Une nouvelle analyse statistique de l'interaction entre El Niño et la hausse des températures mondiales due au changement climatique conclut que l'été qui approche sous les tropiques a près de 7 chances sur 10 de battre des records de température et d'humidité.
La prévision, réalisée par des climatologues de l'Université de Californie à Berkeley, s'applique à une large partie du monde à cheval sur l'équateur, y compris l'Inde et la majeure partie de l'Afrique, l'Amérique centrale et du Sud et l'Australie, mais inclut également la Floride et le Texas. P>
Des prévisions à long terme comme celle-ci peuvent aider les régions à se préparer aux épisodes de chaleur extrême et à protéger les humains, le bétail et les cultures, a déclaré William Boos, professeur de sciences de la terre et des planètes à l'UC Berkeley et auteur de l'étude dirigée par l'UC Berkeley Miller Postdoctoral. Camarade Yi Zhang.
"L'aide humanitaire et la sensibilisation, la préparation aux soins médicaux, ainsi que les conseils et la distribution des récoltes et du matériel agricole peuvent tous être ajustés de manière à tenir compte de cette prévision", a déclaré Boos.

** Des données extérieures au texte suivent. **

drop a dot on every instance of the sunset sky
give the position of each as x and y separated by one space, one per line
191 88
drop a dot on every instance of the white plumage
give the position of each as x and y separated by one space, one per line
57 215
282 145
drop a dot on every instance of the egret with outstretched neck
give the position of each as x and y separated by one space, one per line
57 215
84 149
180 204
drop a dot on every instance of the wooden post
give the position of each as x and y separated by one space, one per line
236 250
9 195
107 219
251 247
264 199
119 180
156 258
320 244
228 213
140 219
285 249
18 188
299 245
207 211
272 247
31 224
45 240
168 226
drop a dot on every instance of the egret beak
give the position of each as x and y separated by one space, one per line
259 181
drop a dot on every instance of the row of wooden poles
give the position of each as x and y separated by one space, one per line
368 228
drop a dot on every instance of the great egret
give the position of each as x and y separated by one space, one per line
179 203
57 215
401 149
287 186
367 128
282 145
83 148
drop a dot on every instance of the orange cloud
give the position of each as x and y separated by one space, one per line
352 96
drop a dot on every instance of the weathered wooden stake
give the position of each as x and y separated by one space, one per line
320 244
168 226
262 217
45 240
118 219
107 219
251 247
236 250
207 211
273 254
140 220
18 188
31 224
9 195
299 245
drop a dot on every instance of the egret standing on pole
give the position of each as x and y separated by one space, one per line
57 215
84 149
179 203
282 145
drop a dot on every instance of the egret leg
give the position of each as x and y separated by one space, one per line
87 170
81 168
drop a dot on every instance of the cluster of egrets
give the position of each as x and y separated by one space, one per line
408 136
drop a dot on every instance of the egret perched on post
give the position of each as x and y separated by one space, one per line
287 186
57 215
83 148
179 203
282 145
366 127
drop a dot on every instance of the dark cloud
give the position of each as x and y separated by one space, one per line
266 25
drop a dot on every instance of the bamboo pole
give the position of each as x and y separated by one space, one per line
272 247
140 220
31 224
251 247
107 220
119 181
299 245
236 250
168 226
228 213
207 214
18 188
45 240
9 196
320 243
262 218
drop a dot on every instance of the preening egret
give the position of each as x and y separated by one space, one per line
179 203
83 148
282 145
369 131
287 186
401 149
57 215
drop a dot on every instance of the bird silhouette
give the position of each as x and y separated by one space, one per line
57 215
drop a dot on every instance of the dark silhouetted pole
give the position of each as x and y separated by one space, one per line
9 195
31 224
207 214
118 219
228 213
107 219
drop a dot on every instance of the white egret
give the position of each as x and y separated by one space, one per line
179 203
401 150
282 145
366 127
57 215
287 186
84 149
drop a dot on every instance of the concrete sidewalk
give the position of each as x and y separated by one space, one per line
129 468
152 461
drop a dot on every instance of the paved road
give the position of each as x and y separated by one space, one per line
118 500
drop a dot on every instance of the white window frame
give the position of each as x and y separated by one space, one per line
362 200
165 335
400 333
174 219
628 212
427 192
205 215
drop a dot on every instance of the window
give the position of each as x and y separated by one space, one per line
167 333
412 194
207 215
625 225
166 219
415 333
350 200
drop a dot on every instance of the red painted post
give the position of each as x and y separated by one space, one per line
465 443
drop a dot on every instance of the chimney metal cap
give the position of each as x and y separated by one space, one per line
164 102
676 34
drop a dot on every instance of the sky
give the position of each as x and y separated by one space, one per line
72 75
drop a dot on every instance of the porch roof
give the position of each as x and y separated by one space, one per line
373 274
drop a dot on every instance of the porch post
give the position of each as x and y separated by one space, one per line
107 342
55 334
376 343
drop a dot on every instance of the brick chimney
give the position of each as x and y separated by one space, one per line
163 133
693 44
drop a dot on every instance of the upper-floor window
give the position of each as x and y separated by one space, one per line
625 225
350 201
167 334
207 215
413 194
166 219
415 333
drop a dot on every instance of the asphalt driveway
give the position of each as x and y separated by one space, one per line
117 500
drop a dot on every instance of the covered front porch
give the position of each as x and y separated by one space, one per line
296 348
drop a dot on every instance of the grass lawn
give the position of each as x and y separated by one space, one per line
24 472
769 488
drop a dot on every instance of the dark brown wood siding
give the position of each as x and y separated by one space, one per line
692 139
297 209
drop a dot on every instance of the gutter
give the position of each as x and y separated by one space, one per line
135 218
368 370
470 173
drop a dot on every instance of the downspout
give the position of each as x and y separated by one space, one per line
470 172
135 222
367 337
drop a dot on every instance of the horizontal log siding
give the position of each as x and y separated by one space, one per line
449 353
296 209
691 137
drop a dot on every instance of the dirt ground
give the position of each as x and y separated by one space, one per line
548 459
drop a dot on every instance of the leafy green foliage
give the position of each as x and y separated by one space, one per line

Alors que les températures partout dans le monde établissent des records presque chaque année, la combinaison d’une chaleur élevée et d’une humidité élevée constitue un double coup dur qui peut être mortel. Alors que la plupart des personnes en bonne santé peuvent supporter une chaleur sèche, la chaleur humide est beaucoup plus stressante pour le corps. Plus il fait humide, moins la sueur s'évapore, ce qui réduit l'effet rafraîchissant de la transpiration et rend plus difficile le maintien de la température centrale du corps dans la plage normale.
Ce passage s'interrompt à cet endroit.